The average church hymnal contains a lot of songs. For some people their words, repeated in various combinations, are considered to be dry as dust and old fashioned. Disparaging comments are made about “traditional” versus “contemporary” as if all church music can be neatly categorized as either painfully old or progressively new, without acknowledging the true meaning of the terms. (“Traditional” is long-established or time-honoured, while “contemporary” is something that is up-to-date or currently in use.)

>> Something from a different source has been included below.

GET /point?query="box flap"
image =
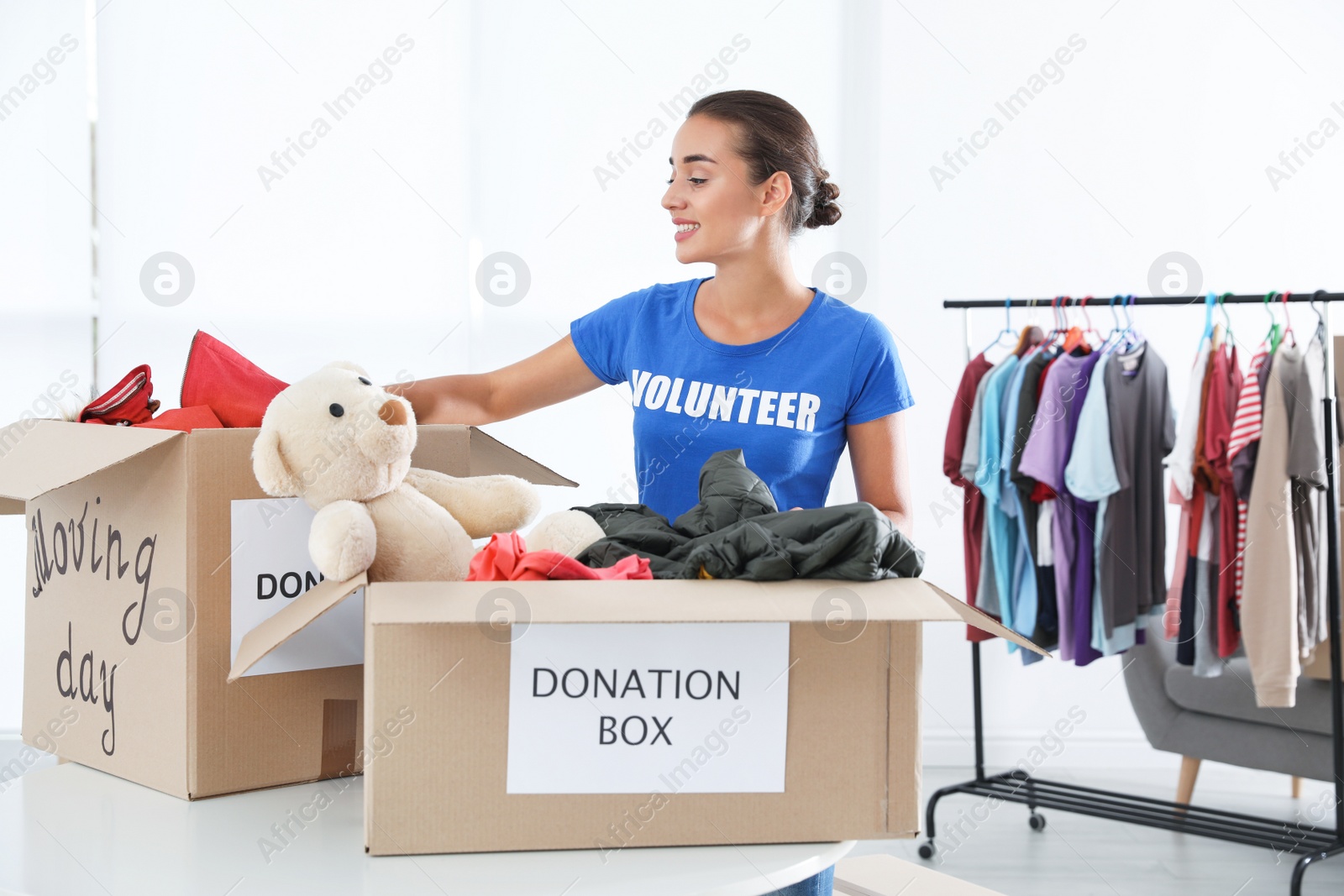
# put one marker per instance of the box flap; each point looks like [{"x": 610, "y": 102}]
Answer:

Many years ago my daughter gave me a book of “daily inspiration from the greatest hymns of all time” — Be Thou My Vision, (John Fischer, Servant Publications, 1995). Today I read an excerpt from the hymn that was sung as the Processional at my wedding, Praise, My Soul, the King of Heaven (Henry Francis Lyte, 1834) – “…alleluia, alleluia, widely as his mercy flows.” More than 175 years after these words were written, the very contemporary application for me came in the personal comparison of grace and mercy:
“Grace is receiving what we don’t deserve. Mercy, on the other hand, is not receiving what we do deserve.”
The relevance of words is not dependent on the period in which they were written but in how they are received by the human soul. Some words will always be timeless, whether sung or read.
How do you suppose people will classify your writing 176 years from now?